La tragedia de la semana pasada, cuando un coche autónomo de Uber atropelló y mató a una mujer en Arizona, ha sacado a la luz un par de pensamientos persistentes sobre el futuro imaginario de la industria automovilística. Algunos afirman que el accidente podría haberse evitado si se hubiera utilizado una tecnología diferente, mientras que otros señalan con el dedo a los que desarrollan la tecnología utilizada cuando se produjo la tragedia, pero hay algo que sigue siendo un consenso: la percepción del público sobre la seguridad en la conducción autónoma.
BMW, sin embargo, no va a frenar su búsqueda de esta tecnología de nueva generación. La compañía ha declarado recientemente, a través de un miembro del consejo de administración de BMW, responsable de investigación y desarrollo, que la tecnología que tienen y el trabajo que tienen que hacer no se verán obstaculizados por este desafortunado accidente.
«Nuestra estimación sobre la tecnología de conducción autónoma se mantiene sin cambios, aunque este parece ser un accidente extremadamente lamentable», dijo Klaus Froehlich.

«El camino hacia la conducción autónoma es largo. He hablado de una misión a Marte», dijo para Automotive News. Además, la compañía ha confirmado que duplicará el tamaño de su flota de pruebas de vehículos autónomos hasta alcanzar unas 80 unidades a lo largo de 2018. Algunos podrían pensar que se trata de un movimiento arriesgado, pero desde el punto de vista de BMW, es una necesidad para asegurarse de que estas tragedias no vuelvan a ocurrir, ya que los bávaros planean un régimen de pruebas equivalente a 250 millones de kilómetros recorridos.

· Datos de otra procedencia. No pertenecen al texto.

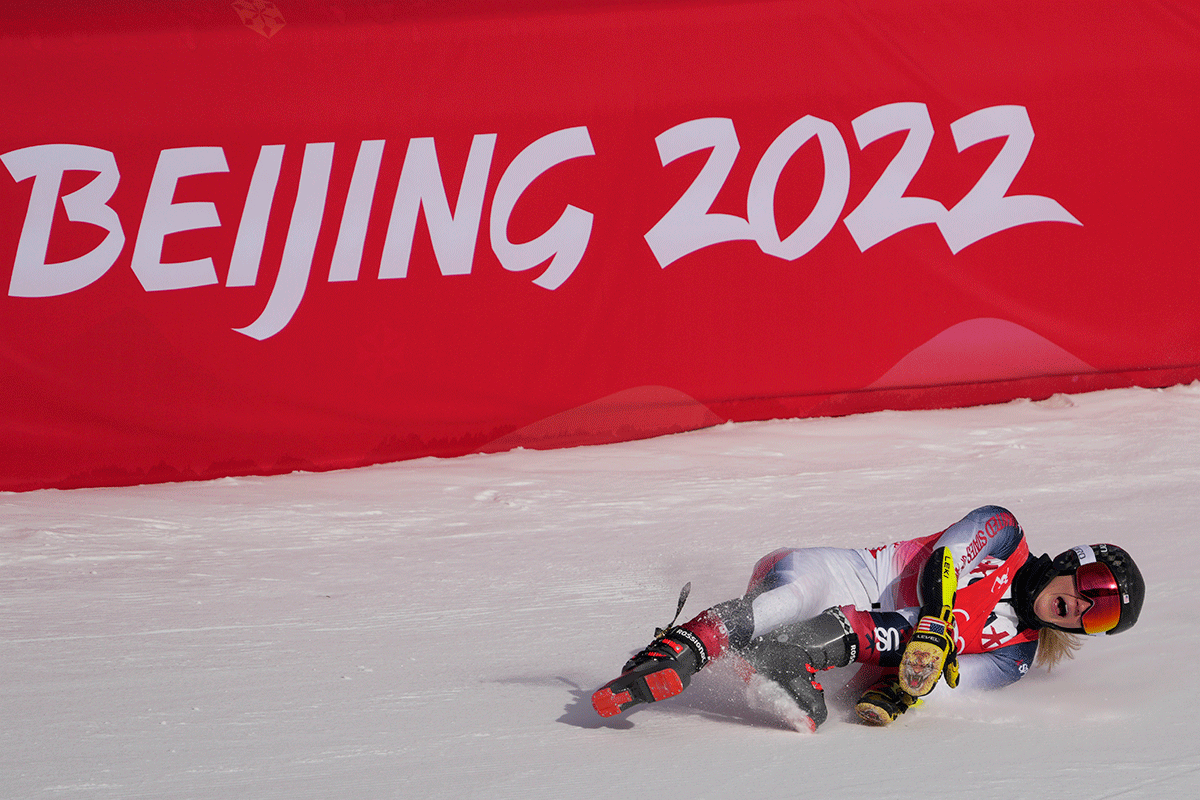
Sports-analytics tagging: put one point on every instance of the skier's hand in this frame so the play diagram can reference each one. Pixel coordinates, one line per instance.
(930, 653)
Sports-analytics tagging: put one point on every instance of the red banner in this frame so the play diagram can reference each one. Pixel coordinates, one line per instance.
(247, 238)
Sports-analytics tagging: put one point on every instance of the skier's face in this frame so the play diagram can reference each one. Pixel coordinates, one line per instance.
(1060, 603)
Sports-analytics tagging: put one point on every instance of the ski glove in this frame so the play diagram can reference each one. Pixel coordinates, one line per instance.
(931, 651)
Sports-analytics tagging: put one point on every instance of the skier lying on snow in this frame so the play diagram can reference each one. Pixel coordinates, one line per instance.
(971, 603)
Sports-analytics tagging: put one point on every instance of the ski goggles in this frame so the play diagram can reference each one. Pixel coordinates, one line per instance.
(1097, 583)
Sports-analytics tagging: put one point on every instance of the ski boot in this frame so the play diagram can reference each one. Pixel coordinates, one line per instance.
(883, 702)
(793, 655)
(663, 669)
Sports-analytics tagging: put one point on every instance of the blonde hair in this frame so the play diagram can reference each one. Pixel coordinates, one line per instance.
(1054, 645)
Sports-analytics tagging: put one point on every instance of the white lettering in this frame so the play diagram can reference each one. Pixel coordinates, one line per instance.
(31, 276)
(985, 209)
(163, 216)
(567, 240)
(301, 242)
(689, 224)
(761, 199)
(421, 187)
(247, 247)
(886, 211)
(353, 233)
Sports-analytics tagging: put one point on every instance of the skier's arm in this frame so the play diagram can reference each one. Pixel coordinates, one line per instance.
(988, 530)
(996, 668)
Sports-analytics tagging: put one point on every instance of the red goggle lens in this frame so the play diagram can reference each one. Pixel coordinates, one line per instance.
(1096, 582)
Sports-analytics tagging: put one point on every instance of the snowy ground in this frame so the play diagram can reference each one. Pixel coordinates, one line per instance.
(435, 629)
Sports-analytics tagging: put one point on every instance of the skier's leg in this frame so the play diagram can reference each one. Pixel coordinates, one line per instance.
(795, 587)
(665, 667)
(792, 655)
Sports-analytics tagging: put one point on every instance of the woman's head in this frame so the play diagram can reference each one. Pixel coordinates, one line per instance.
(1090, 589)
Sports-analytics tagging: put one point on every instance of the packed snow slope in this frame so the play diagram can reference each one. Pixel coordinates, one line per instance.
(435, 629)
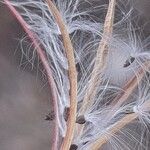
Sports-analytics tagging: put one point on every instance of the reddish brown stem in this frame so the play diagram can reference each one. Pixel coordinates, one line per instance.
(46, 66)
(71, 73)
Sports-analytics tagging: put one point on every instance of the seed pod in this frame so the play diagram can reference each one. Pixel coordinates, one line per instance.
(66, 113)
(50, 116)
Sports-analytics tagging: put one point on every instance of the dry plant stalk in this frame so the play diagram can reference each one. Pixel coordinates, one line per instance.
(72, 76)
(100, 62)
(46, 66)
(117, 126)
(101, 58)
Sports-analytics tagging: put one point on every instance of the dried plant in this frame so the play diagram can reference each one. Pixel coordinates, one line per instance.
(97, 68)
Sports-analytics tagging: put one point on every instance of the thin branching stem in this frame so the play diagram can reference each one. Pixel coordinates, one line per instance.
(118, 126)
(46, 66)
(101, 58)
(128, 90)
(100, 63)
(72, 75)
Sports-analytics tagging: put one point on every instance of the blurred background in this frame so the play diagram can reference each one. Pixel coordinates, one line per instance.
(24, 92)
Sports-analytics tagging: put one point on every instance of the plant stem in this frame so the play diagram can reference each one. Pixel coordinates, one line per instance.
(72, 75)
(101, 58)
(46, 66)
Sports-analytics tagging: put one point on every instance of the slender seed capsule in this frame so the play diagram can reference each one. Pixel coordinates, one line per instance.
(66, 113)
(50, 116)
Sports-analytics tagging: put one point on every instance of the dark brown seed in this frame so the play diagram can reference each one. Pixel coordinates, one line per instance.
(50, 116)
(129, 62)
(81, 120)
(73, 147)
(66, 113)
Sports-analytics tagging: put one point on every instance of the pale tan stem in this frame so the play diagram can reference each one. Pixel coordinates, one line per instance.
(72, 76)
(118, 126)
(101, 58)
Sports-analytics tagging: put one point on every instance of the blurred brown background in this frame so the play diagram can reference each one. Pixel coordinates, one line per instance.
(24, 98)
(24, 93)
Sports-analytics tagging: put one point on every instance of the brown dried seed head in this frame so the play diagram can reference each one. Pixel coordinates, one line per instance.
(50, 116)
(66, 113)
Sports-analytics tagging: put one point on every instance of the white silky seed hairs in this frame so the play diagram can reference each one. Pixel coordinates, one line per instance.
(111, 107)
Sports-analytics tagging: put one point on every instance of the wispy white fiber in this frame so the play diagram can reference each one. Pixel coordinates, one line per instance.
(127, 54)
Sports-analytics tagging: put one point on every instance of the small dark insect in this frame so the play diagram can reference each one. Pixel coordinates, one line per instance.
(73, 147)
(50, 116)
(66, 113)
(129, 62)
(81, 120)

De este modo, la tecnología podrá aprender a evitar millones de escenarios posibles en los que podría ser necesario realizar maniobras evasivas. Sin embargo, sólo se harán 20 millones de km en carreteras públicas, con un superordenador que simulará escenarios de tráfico basados en la información que los coches recojan durante el equivalente a 230 millones de km. Otra solución para evitar sucesos desafortunados es que las ciudades del futuro habiliten carriles separados para los vehículos autónomos, según Froelich.

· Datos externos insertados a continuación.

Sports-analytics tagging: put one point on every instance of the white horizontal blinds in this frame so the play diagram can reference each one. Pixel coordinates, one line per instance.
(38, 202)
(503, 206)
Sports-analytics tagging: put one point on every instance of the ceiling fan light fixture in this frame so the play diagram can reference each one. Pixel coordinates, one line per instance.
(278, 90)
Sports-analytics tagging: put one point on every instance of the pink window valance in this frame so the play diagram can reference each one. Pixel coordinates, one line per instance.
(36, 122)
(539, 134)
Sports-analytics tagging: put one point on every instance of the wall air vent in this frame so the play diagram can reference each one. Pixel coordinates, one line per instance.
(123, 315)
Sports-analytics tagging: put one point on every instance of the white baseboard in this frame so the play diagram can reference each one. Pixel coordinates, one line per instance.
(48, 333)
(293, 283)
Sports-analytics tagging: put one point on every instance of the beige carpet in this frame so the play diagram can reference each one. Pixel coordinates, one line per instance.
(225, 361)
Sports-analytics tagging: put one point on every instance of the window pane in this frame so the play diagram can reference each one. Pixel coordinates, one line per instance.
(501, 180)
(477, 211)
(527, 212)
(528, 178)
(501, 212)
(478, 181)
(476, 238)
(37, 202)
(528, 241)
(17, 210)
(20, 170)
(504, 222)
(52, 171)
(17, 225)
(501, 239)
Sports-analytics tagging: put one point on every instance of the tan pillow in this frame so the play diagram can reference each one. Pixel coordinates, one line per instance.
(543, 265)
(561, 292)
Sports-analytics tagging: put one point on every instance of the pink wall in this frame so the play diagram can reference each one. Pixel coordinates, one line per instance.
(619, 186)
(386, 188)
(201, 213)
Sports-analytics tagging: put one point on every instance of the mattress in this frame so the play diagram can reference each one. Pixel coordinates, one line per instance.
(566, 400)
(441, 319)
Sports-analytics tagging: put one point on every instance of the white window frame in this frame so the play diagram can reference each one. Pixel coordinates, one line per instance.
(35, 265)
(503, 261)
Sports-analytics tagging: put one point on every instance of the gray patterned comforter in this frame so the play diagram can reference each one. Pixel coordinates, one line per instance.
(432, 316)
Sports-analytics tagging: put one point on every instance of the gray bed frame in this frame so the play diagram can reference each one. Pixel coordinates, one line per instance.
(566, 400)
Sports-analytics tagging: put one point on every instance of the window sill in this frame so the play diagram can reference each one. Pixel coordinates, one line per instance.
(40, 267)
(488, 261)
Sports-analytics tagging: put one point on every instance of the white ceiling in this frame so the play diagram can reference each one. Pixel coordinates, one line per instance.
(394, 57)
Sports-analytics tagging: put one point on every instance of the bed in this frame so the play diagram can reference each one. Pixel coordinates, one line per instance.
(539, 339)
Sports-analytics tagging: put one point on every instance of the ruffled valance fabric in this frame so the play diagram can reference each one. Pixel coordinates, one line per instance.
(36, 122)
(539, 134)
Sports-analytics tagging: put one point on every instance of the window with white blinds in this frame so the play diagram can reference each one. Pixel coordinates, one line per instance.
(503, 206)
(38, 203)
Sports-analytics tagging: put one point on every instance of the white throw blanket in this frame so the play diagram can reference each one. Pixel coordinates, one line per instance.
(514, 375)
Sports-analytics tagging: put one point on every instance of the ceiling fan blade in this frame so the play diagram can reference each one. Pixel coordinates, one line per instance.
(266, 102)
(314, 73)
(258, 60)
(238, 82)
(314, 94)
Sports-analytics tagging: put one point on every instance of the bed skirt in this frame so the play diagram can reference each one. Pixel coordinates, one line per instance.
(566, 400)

«En un espacio dedicado sólo a los vehículos autónomos, es más fácil anticiparse a lo que harán los demás vehículos y el tráfico», dijo Froehlich. «Esto facilita la programación de los reflejos del vehículo y puede incluso permitir que un coche tenga menos sensores y menos potencia de procesamiento que un vehículo que tenga que circular por el tráfico normal con cosas como los mensajeros en bicicleta». Por supuesto, todo esto suena muy bien en teoría, pero en la vida real, el ya limitado espacio que las ciudades tienen para repartir entre los distintos usuarios de la carretera empieza a ser insuficiente.